Spirited demonstrations and defence of the movement against police repression from London to Bristol over several weeks forced the government to delay the Bill until September. On 1 May, marked by the working class around the world as International Workers’ Day, the Kill The Bill movement will step up the pressure by mobilising all those with an interest in fighting back in a nationwide day of action.

The Tories obviously have an eye to growing trade union discontent over pay deals for public sector workers that amount to a real-terms pay cut, and the increasing use of the outrageous ‘fire and rehire’ schemes by private employers to bully workers into accepting lower pay and worse conditions.

Unfortunately, the leaders of the Labour Party and most trade union bureaucrats have remained silent on this attack, which will tighten the noose around effective industrial action, on top of what are already the most restrictive anti-trade union laws in Europe. Labour leader Sir Keir Starmer, a former Director of Public Prosecutions, first backed the government proposals before being forced to side with protesters after the violence meted out to attendees of the Sarah Everard Vigil. Even then, he and his shadow cabinet refused to call for the resignation of Met police chief Cressida Dick and Priti Patel who ordered the attack.

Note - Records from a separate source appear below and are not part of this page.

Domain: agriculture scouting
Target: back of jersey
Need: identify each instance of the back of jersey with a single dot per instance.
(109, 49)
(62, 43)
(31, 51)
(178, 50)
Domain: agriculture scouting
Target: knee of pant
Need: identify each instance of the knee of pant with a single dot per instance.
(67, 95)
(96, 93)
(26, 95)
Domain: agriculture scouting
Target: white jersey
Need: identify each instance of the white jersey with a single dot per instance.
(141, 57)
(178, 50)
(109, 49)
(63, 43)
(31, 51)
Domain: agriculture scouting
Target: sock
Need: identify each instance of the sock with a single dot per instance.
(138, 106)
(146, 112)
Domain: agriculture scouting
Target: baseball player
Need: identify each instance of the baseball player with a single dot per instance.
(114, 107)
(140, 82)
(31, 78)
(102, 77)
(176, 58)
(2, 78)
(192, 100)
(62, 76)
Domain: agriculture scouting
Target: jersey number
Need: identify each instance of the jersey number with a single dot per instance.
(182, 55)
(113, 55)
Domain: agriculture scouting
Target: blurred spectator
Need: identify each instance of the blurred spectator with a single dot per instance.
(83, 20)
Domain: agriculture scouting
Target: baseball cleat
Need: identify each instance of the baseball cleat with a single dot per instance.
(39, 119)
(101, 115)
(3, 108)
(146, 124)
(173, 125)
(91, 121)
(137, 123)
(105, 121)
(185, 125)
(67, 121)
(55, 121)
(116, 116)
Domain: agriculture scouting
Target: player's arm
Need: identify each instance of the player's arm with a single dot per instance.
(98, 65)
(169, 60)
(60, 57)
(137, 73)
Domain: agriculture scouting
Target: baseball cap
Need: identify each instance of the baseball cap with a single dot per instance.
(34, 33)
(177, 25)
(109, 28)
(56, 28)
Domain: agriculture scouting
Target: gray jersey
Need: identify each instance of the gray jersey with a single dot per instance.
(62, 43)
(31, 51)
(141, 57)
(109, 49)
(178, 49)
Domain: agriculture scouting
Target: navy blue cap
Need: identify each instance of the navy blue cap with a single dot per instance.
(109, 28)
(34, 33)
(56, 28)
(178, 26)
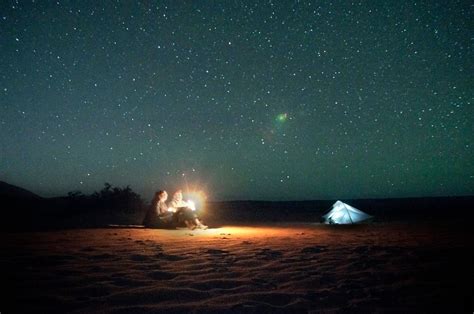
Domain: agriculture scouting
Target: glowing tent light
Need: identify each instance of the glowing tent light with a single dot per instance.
(191, 205)
(342, 213)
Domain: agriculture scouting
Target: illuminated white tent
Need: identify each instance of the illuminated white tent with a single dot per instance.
(342, 213)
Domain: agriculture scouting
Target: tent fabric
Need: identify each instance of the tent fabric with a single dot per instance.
(342, 213)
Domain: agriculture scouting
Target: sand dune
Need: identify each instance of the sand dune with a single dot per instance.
(263, 269)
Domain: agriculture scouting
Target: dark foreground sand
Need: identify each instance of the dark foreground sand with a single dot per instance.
(263, 269)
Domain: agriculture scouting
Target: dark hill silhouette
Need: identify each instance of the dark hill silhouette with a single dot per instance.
(22, 209)
(12, 191)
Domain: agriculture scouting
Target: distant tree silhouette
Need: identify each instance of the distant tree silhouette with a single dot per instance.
(109, 199)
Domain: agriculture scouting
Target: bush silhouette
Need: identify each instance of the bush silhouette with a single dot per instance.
(109, 199)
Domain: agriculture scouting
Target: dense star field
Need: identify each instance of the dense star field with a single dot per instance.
(244, 99)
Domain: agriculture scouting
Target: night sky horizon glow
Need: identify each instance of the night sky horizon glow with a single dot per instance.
(275, 100)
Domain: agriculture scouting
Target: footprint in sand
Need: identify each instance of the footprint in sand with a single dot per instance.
(268, 254)
(314, 249)
(161, 275)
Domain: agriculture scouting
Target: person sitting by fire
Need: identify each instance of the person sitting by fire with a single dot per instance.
(158, 215)
(184, 212)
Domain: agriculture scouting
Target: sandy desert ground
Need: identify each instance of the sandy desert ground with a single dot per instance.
(298, 268)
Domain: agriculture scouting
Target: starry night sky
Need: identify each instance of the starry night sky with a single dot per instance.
(276, 100)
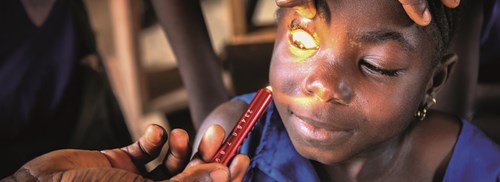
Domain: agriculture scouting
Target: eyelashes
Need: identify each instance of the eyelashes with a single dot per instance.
(380, 71)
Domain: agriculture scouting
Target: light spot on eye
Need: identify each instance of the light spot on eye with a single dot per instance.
(303, 40)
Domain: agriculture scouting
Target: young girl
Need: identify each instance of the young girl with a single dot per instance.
(352, 89)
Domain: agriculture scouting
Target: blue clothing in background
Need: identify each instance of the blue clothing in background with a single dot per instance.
(273, 158)
(49, 98)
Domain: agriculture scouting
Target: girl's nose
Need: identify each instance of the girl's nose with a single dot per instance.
(328, 85)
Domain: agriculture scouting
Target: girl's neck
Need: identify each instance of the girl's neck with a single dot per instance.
(378, 163)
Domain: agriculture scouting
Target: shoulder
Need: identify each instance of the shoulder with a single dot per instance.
(475, 157)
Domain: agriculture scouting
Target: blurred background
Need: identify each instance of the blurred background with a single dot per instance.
(146, 80)
(143, 69)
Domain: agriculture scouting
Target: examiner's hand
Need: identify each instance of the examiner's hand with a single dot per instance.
(210, 143)
(417, 10)
(126, 164)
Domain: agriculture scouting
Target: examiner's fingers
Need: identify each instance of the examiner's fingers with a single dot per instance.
(238, 167)
(139, 153)
(211, 142)
(305, 8)
(451, 3)
(204, 172)
(179, 152)
(417, 10)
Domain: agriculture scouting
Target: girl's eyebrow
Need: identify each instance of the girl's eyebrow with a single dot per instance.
(323, 10)
(385, 35)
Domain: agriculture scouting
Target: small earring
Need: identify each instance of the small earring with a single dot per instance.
(420, 115)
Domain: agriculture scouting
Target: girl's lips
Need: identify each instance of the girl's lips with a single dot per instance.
(317, 133)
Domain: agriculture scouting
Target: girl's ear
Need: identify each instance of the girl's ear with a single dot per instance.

There is no excuse for this cowardice. In France, a spate of similar laws targeting Muslims and activists has been met by weeks of fierce resistance in the streets, even during the lockdown. Strikes, protests and blockades by school students, trade unionists and workers have popularised opposition among French workers. In both France and the UK, repressive laws are designed to make it easier for the government and the big employers it represents to make the working class and youth pay for the cost of the pandemic with our jobs, wages, living conditions and futures.

Kill the Bill can be a powerful movement of movements: separate fingers that together make a fist. The militant rank and file of the labour and trade union movement need to get involved in a big way. Together with young people from the schools and the colleges, with young workers from the gig economy, we can revive the militant anticapitalism last seen in the demonstrations against the rise in tuition fees in 2010-11 and the Occupy movement in 2012, and before that in the anti-Poll Tax movement of the early 1990s, the movement against the Criminal Justice Bill, and the social forums and summit sieges between 1999 and 2005.

The spontaneity of the early mobilisations is understandable, covid restrictions and police harassment of “organisers” made this necessary. But, as the lockdown is relaxed, and in order to develop a plan for escalation that draws the working class into developing clear demands and a strategy for victory, spontaneity needs to evolve into mass democratic discussion and decision making.

The diverse range of organisations and campaigns represented in the Kill the Bill coalition demonstrates the potential for the movement to open the road to a wider working class offensive against the government, employers and landlords: an organised movement against unemployment, strike action for decent pay, unionisation of the super exploited gig economy, warehouse and sweatshop workers.

We need to root the campaign in the working class and youth by holding regular mass people’s assemblies to debate the way forward and vote on decisions. Committees of action, formed of delegates from trade unions, workplaces, campaigns and organisations can democratically coordinate the struggle and bypass the sabotage or indifference of the Labour and trade union bureaucrats. Linked to these fighting bodies of working class self-organisation is the need for organised, disciplined self-defence of our movement and communities under democratic control, through demonstration stewards organisation and picket-line defence groups.

If we cannot defeat the Bill in parliament, we must make it unworkable on the streets. Our strategy aims not only at stopping the Bill but rebuilding the basic elements of working class organisation and power, fighting bodies of mass action which are the precondition for a successful struggle to force the repeal of all reactionary and racist laws and with them deal a crushing blow to the bosses and their politicians.